Kit de teste de detecção de 10 genes de virulência diferentes de Escherichia coli usando qPCR. Algumas E. coli são patogênicas, o que significa que podem causar doenças, seja diarreia ou doenças fora do trato intestinal. Os tipos de E. coli que podem causar diarreia podem ser transmitidos através de água ou alimentos contaminados, ou através do contato com animais ou pessoas. Os genes de virulência detectados incluem Aerobactin sintase (iucC), Ligand-gated channel protein (fyuA), Ferric enterobactin receptor (iroN) e Aerobactin siderophore férrico receptor (iutA), todos eles envolvidos no transporte de ferro sob condições de estresse de ferro; O autotransportador hemaglutinina tsh (tsh) sensível à temperatura pode atuar tanto como uma adesina quanto como uma serina protease; A proteína de imunidade à colicina V (cvi) protege uma célula contra a colicina V; A proteína iss (iss) aumenta a sobrevida sérica e confere exclusão de superfície do grupo II; Proteína chaperone (fimC) necessária para a biogênese das fímbrias tipo 1; proteína ompT (ompT) aspartil protease encontrada na membrana externa e atividade da Hemolisina F (hlyF) graxo-acil-CoA redutase.

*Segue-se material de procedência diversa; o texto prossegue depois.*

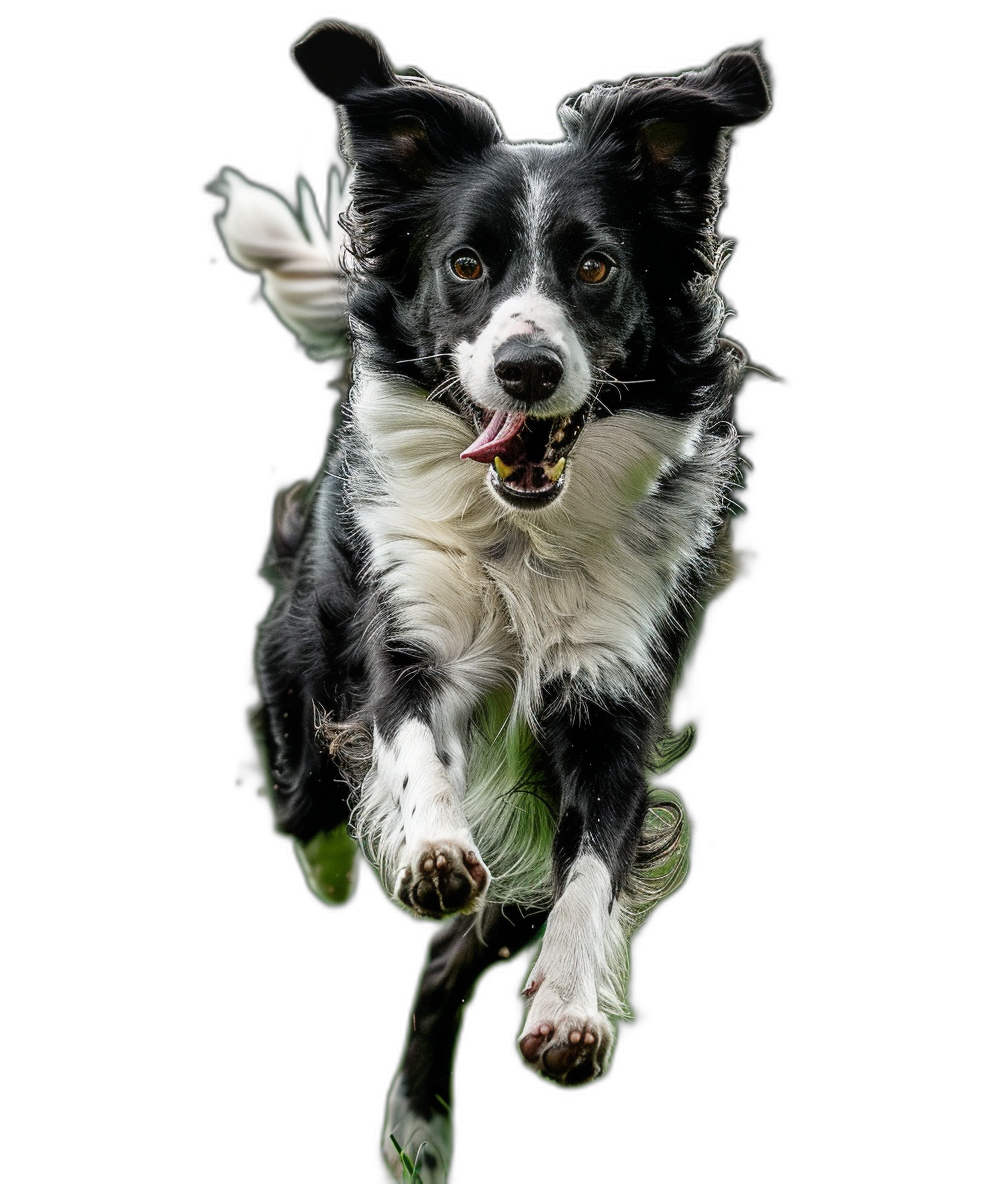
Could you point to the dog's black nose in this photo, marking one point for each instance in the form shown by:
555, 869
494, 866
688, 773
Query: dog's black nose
527, 371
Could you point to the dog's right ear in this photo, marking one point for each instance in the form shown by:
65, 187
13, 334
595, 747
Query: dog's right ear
391, 123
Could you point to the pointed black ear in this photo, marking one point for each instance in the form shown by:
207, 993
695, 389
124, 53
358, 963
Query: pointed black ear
731, 91
338, 59
673, 130
400, 126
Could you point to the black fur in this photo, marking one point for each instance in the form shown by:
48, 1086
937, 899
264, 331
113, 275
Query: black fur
342, 663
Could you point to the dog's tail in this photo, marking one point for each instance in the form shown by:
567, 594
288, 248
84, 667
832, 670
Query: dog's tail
303, 270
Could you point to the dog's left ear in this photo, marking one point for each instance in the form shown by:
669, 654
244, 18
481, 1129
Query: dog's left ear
673, 129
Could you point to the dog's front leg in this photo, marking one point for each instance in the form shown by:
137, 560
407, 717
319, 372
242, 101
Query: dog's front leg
578, 979
412, 805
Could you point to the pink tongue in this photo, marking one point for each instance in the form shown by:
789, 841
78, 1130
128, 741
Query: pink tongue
504, 426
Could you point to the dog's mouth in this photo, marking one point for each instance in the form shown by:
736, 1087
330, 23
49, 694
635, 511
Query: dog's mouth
527, 457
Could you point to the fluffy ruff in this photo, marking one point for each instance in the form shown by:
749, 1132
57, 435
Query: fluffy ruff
485, 603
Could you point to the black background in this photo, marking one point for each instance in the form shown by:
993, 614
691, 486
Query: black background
291, 1015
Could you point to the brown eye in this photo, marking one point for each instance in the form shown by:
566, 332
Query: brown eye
594, 269
467, 265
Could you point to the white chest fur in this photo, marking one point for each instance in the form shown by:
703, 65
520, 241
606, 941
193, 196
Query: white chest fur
577, 589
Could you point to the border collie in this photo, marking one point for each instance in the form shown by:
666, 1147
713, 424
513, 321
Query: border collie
486, 600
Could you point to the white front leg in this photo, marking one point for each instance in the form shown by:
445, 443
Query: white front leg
411, 822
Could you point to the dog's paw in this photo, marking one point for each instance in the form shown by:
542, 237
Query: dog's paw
442, 879
425, 1143
571, 1050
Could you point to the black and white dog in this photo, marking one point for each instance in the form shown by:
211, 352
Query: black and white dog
485, 603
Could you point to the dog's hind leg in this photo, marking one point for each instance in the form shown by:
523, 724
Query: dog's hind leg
579, 977
419, 1104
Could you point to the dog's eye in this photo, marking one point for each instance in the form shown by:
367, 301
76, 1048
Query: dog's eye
594, 269
466, 265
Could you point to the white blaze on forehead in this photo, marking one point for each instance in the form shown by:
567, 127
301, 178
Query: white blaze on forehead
535, 213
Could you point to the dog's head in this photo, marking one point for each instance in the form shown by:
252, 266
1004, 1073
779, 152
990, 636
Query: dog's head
535, 287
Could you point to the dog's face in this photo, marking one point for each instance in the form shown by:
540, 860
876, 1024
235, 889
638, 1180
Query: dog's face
531, 288
531, 296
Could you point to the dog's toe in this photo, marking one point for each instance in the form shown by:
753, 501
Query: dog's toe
443, 880
571, 1051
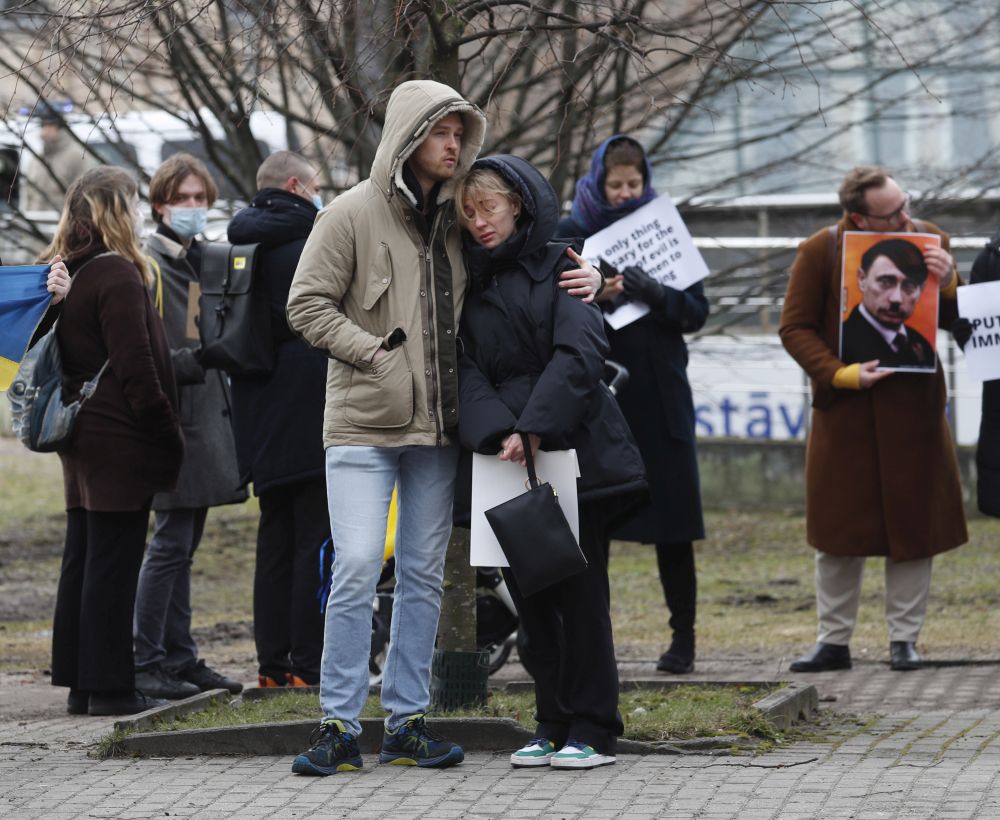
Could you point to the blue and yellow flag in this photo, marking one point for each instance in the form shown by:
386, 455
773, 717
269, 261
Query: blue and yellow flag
23, 300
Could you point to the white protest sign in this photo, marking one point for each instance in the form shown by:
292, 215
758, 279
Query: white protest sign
495, 481
656, 239
980, 304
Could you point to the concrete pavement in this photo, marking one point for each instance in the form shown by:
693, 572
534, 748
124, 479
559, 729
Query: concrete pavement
933, 753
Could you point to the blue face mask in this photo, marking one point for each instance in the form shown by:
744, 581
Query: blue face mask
187, 223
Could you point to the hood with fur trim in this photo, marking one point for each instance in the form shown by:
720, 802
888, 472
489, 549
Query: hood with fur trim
413, 108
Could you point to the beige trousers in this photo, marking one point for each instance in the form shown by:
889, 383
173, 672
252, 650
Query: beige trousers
838, 592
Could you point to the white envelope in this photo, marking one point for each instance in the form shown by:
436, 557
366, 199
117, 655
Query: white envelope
495, 481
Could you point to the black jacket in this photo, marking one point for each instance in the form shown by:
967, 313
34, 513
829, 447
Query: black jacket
986, 268
278, 419
533, 356
659, 408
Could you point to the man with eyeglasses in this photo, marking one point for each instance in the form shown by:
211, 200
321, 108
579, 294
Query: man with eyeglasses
891, 279
881, 473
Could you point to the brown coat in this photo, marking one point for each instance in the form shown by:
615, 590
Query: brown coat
127, 443
881, 473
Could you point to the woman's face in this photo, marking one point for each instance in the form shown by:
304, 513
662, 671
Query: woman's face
489, 217
622, 183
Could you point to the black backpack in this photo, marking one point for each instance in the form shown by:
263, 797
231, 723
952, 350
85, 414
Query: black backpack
234, 319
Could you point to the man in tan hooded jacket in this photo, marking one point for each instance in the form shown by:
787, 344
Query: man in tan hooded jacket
379, 287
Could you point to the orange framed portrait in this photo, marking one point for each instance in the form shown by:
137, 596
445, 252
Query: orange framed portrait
889, 301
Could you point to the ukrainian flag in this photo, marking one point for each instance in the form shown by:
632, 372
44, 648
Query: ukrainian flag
23, 301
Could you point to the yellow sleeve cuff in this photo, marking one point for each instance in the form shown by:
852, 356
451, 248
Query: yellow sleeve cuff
848, 377
951, 291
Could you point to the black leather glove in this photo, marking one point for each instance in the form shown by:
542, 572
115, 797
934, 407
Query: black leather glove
962, 331
641, 287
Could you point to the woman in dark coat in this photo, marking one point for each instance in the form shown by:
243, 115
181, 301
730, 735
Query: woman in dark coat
986, 268
657, 399
126, 446
532, 364
278, 425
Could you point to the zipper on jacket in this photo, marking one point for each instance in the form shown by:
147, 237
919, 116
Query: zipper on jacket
432, 335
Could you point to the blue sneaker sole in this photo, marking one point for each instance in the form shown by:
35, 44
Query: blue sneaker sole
303, 765
454, 756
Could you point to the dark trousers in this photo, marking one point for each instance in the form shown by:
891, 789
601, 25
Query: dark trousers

Kit de teste de detecção do filotipo 1 do vírus da psorose cítrica usando qPCR. O vírus da psorose cítrica infecta plantas cítricas, toranja, tangerina, laranja e tangerina, limão, pomelo e lima. Sintomas externos podem ser exibidos em folhas, frutos, cascas, tronco, raízes e galhos. A infecção foliar exibe manchas cloróticas, ou uma diminuição da clorofila/coloração saudável, mosqueado e manchas; os frutos podem apresentar áreas cloróticas em forma de anel.
Kit de teste de detecção do filotipo 2 do vírus da psorose cítrica usando qPCR. O vírus da psorose cítrica infecta plantas cítricas, toranja, tangerina, laranja e tangerina, limão, pomelo e lima. Sintomas externos podem ser exibidos em folhas, frutos, cascas, tronco, raízes e galhos. A infecção foliar exibe manchas cloróticas, ou uma diminuição da clorofila/coloração saudável, mosqueado e manchas; os frutos podem apresentar áreas cloróticas em forma de anel.